Dolutegravir dual therapy
Dolutegravir used alone without other antiretroviral drugs was unable to keep viral load suppressed in some people who switched from a three-drug combining scheme, according to research presented at the 2017 retrovirus conference and opportunistic infections last month in Seattle.
But the evidence goes on to show that dolutegravir plus a single other drug may work well as maintenance therapy. In an effort to make antiretroviral therapy (ART) more convenient, better tolerated and less expensive, researchers have attempted to simplify HIV treatment by reducing the number of drugs in maintenance schedules for people who have reached undetectable viral load on combinations of multiresistant microorganisms. Tivicay® - Dolutegravir® is a potent and well tolerated integrase inhibitor with a high genetic barrier to resistance, making it a good candidate for simplified therapy.
Results of Phase 3 sword assays, also presented to the CROI, showed that people who changed the standard of antiretroviral therapy to a regimen of XUUMX of dolutegravir plus the NRTI rilpivirine (Edurant) were able to maintain viral suppression for 2 weeks.
Another study at the conference showed that switching from an 3 drug regimen to a double combination of dolutegravir plus lamivudine (3TC or Epivir) maintained viral suppression for 40 weeks. Lamivudine is well tolerated reverse transcriptase nucleoside analogues (NRTIs) which is available in generic versions of low cost worldwide.
The French ANRS 167 study of Lamidol with one hundred and ten participants enrolled with undetectable viral load (<50 copies / mL) per ha less 2 years into your initial art scheme. First they replaced 50 mg once-daily dolutegravir for their current NNRTI, protease inhibitor or integrase inhibitor. After 8 weeks, those whose viral load was still suppressed - 104 people - replaced their current 2 ITRN with 300 once-daily mg lamivudine.
After 40 weeks of dolutegravir plus lamivudine, 97% of participants who maintained viral suppression continue in the study. One person had virological failure after 4 weeks of dual therapy, one follow-up was lost and in one case the researcher decided to modify the scheme. Other 2 people experienced viral transient "blipes" but I stayed in dual therapy.
"Change to [dolutegravir + lamivudine] combination maintained virological suppression at week 40 [and] was safe and well tolerated in this population of selected patients without prior virologic failure, "the investigators concluded.
As reported at the International AIDS Conference last July, the pilot study driver showed that dolutegravir plus lamivudine led to sustained undetectable viral load in most people such as ART in virgin (...) treatment pairs; the 3 phase of trials, GEMINI is evaluating this approach in a larger population (NCT02831673, NCT02831764).
But another study in the conference added to the proof that a single antiretroviral drug is not reliable enough to maintain viral suppression when used alone. Ingeborg Wijting of Erasmus University Medical Center in Rotterdam and colleagues conducted a randomized study to test whether dolutegravir monotherapy is not inferior to the standard combination art.
The study DOLUMONO (NCT02401828) included 104 people in multiple centers in the Netherlands. A little over 90% were men and the median age was 46 years.

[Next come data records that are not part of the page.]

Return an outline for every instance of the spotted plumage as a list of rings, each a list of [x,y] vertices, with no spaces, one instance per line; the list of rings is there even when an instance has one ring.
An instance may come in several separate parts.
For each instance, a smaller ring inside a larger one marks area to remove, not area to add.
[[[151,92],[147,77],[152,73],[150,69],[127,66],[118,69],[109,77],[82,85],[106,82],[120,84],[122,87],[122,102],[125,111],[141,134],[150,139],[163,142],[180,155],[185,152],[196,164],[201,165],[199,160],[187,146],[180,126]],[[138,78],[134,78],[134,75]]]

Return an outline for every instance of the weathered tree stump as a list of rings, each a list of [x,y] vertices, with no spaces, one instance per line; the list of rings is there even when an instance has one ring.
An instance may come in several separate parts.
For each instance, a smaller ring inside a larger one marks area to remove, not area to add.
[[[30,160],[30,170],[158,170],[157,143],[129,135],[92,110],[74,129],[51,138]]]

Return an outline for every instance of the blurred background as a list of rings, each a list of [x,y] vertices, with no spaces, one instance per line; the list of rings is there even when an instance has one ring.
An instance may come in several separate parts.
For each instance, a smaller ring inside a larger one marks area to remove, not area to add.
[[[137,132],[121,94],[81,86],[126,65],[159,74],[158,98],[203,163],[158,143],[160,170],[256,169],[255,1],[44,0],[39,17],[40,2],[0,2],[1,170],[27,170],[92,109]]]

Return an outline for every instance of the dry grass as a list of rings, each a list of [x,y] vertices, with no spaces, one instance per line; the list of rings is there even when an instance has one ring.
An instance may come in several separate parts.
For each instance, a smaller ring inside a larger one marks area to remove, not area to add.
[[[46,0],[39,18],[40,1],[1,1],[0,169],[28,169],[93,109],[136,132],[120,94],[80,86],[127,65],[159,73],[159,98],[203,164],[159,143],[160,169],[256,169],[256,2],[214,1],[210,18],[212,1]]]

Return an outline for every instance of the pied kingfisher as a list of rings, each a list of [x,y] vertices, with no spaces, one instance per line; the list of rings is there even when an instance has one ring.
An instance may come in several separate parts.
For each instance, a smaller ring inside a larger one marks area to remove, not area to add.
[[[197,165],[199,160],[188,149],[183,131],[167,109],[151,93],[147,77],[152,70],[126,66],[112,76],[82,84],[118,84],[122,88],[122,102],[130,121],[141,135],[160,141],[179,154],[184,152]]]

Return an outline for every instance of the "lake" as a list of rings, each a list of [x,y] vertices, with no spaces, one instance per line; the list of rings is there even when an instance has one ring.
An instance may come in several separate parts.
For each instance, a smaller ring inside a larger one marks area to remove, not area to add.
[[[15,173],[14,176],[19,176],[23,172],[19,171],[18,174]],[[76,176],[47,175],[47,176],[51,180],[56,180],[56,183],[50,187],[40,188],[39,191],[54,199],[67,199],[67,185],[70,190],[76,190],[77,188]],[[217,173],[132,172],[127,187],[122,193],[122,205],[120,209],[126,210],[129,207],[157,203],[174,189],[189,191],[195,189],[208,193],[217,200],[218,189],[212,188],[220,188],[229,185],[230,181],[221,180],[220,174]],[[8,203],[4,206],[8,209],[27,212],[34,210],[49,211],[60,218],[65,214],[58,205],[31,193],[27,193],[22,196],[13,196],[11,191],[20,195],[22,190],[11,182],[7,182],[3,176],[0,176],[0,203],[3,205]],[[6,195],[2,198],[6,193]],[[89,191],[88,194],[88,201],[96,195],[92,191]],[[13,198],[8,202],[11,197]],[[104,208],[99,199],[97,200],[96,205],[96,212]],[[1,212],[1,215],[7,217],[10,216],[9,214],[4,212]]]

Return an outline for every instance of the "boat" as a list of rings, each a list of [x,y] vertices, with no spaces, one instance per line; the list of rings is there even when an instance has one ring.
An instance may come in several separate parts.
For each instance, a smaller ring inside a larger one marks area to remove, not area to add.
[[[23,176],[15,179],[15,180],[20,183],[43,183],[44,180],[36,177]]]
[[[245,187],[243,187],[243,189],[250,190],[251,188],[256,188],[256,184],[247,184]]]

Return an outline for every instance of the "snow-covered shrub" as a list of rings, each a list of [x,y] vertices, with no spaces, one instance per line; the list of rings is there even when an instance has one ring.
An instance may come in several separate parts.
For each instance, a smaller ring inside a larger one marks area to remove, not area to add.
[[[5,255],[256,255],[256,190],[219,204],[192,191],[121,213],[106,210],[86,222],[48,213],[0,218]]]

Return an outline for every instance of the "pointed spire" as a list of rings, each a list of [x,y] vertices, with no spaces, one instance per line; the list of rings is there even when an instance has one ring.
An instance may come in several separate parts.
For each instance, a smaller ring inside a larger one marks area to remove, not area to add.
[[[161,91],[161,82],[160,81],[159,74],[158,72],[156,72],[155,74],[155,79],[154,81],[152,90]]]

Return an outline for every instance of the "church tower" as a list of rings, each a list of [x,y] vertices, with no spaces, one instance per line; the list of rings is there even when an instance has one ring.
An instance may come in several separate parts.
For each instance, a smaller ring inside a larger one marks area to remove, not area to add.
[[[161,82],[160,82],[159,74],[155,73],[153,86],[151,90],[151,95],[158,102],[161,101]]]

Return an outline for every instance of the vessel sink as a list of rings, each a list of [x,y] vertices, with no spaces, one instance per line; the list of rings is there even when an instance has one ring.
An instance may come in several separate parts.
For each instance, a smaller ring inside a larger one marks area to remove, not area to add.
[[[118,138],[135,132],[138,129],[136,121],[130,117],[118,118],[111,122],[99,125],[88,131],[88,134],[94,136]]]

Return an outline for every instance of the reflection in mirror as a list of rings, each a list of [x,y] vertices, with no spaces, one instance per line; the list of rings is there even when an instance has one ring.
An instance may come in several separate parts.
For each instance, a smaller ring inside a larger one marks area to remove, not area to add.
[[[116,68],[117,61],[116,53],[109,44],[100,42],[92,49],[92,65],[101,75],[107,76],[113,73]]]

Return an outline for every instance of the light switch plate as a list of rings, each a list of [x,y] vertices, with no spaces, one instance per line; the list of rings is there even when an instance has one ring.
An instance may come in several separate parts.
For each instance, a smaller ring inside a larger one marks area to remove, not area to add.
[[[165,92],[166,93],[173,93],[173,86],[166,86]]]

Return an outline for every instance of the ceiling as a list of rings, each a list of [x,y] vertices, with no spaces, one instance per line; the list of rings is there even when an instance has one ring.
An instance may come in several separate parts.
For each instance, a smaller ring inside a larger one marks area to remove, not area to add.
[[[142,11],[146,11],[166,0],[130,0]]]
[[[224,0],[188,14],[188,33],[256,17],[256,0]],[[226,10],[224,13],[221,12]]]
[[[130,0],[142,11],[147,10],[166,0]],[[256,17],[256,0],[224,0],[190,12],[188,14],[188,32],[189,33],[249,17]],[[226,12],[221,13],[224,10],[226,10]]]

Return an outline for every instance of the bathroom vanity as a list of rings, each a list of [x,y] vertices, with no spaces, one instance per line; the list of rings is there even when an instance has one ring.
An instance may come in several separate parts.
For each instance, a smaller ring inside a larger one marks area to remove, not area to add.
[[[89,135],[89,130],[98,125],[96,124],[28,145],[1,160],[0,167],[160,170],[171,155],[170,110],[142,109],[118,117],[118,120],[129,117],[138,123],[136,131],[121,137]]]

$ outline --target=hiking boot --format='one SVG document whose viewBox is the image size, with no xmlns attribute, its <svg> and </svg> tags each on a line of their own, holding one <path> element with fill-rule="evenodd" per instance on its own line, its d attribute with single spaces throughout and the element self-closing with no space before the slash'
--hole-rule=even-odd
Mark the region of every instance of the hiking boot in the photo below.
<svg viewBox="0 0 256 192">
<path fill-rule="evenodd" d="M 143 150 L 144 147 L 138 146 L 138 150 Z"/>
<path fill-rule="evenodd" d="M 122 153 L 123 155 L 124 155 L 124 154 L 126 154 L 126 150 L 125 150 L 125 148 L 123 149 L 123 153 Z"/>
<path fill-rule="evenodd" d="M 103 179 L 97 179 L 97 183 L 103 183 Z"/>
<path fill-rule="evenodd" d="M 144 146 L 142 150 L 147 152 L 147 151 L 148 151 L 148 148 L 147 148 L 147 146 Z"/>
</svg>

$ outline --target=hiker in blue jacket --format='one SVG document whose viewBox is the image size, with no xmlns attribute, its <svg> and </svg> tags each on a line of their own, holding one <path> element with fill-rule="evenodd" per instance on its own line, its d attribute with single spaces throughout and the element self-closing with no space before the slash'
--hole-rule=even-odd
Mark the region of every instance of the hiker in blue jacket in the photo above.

At baseline they were in a combination of ART with HIV RNA <50 copies / mL for more than 6 months, never more than 100.000 copies / mL, a CD4 count never less than 200 cells / mm3, no drug resistance and no history of virological failure.
Participants were randomly assigned to switch to 50 mg once-daily dolutegravir monotherapy immediately or continue in their current combination scheme for 24 weeks and then switch to dolutegravir monotherapy.
At 24X week, the dolutegravir scheme appeared still as effective as at the beginning of therapy and continued in combination therapy: 98% and 100% in the respective arms maintained undetectable viral load, defined in the present analysis as> 200 copies / ml.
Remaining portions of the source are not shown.